Bagi sosok Renjana Kalila Pratista, menulis bukan sekedar hobbynya. Tapi suara yang tidak bisa ia teriaki, kepada siapapun tanpa ampun. Jika dulu, ia hanya mempunyai kriteria pasangan yang sebagaimana mestinya. Namun, pada awal yang baru ini Jana-- panggilannya, bukan hanya mencari yang semestinya. Ia ingin menemukan sosok yang menjadi telinga kedua baginya, yang memahami diksinya, memperbaiki bukan menghardik apalagi sekedar membaca. Karena kali ini, Jana sadar. Ia butuh bukan hanya untuk sandaran, bukan hanya yang menerimanya apa adanya, tapi yang mau mencintai karya-karyanya dan menemani Jana dalam menyelami para hobbynya.
Tepat di waktu yang bergulir lampau, Jana belum memahami kemauan hatinya itu. Yang ia cari, hanya sosok pengalihan yang dapat membuat ia lupa akan satu kenangan. Satu-satunya terkasih yang ia anggap, Alterio Manggala.
Tanpa sadar, bukan hanya menyakiti atau meninggalkan.
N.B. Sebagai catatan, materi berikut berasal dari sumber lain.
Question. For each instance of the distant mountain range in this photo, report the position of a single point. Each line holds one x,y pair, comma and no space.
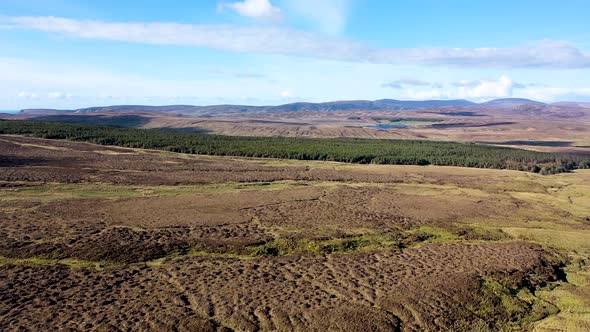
346,105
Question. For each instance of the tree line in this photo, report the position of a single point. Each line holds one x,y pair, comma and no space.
350,150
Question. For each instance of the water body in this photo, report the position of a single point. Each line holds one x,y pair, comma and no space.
388,126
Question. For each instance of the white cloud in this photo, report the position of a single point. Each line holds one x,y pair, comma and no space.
473,90
28,95
286,94
499,88
258,9
274,40
399,84
58,95
329,15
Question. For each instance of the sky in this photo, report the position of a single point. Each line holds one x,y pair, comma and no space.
80,53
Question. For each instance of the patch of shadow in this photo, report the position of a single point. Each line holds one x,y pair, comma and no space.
388,126
277,122
469,125
20,161
462,113
128,121
535,143
186,130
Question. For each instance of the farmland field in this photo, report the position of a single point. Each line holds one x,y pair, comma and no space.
108,238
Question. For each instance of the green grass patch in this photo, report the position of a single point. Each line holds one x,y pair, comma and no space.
69,262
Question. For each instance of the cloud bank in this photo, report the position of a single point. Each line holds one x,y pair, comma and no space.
276,40
257,9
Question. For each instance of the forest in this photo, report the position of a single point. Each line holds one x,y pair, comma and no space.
350,150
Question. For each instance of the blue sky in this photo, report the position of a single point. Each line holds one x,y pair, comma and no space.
74,53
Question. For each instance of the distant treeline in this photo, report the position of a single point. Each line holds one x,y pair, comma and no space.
351,150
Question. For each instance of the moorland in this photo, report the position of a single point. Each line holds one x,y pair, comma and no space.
106,237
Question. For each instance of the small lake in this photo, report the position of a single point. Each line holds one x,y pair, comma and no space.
388,126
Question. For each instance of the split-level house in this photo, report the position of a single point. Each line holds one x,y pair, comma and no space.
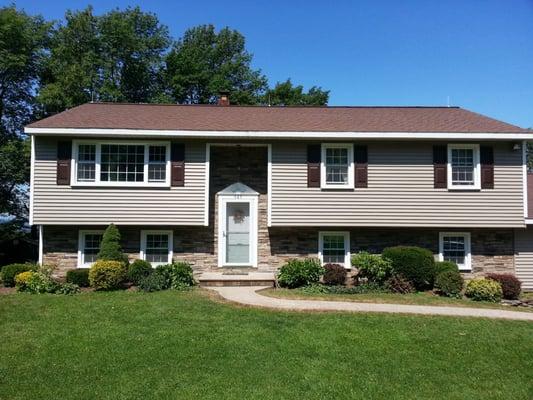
249,187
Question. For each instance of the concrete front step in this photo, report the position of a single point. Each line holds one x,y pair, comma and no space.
236,278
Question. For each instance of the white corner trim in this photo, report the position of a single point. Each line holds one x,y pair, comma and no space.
467,266
269,187
32,178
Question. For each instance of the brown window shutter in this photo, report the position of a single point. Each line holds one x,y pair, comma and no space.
360,154
487,167
313,165
440,168
64,156
177,164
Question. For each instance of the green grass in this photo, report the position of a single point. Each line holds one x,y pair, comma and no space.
419,298
185,345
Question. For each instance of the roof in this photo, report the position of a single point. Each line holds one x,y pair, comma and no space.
274,119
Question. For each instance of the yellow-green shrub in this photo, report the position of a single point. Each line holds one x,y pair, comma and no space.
107,275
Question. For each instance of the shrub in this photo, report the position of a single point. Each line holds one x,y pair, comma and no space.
110,249
413,263
107,275
373,267
334,274
10,271
511,285
78,276
449,283
297,273
138,270
398,284
152,283
482,289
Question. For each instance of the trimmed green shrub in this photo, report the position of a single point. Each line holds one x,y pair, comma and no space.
107,274
449,283
78,276
511,285
297,273
152,283
11,270
415,264
482,289
138,270
334,274
110,249
373,267
398,284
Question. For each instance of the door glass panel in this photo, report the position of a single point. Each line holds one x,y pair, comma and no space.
238,233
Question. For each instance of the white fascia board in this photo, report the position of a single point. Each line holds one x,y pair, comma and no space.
275,135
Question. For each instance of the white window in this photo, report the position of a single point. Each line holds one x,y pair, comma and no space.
88,247
121,164
156,247
463,166
455,246
334,248
337,166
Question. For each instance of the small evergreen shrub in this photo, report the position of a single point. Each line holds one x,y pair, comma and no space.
297,273
398,284
511,285
107,274
415,264
449,283
373,267
11,270
110,249
334,274
138,270
78,276
482,289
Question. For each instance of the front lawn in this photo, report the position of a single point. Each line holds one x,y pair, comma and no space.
170,345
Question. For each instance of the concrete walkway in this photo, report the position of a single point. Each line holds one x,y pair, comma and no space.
248,295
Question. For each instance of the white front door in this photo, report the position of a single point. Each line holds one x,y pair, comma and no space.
237,231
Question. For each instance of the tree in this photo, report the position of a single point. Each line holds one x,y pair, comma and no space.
285,94
204,63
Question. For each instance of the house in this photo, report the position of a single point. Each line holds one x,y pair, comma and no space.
243,186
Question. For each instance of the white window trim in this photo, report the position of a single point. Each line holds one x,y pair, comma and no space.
477,168
157,232
81,246
467,266
344,186
98,182
346,234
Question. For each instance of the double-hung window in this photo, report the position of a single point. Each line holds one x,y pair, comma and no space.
121,164
156,247
455,247
334,248
337,166
463,166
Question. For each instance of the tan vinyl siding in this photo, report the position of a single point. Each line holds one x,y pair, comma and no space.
55,204
524,257
400,191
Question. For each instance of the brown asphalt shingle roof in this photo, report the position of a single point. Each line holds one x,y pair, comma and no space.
276,119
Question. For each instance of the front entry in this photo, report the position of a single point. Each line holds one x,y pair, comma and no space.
237,226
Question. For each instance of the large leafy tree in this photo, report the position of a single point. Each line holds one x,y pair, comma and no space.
205,63
285,94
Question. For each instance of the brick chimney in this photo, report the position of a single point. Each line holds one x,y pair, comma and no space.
223,99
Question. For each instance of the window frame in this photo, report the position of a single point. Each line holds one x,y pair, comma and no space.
98,162
346,235
81,245
477,166
170,234
323,178
467,266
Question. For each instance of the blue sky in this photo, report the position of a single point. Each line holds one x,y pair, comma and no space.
479,53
Tapi membuat Jana menumbuhkan sosok-sosok kenangan yang bernama ingatan.
Atau, semua itu kutukan? Seperti yang diungkapkan salah satu sahabatnya, Aretina Madaharsa. Bahkan mungkin, seluruh sahabatnya mengakui kutukan tersebut. Karena grup yang mereka namai menjadi doa?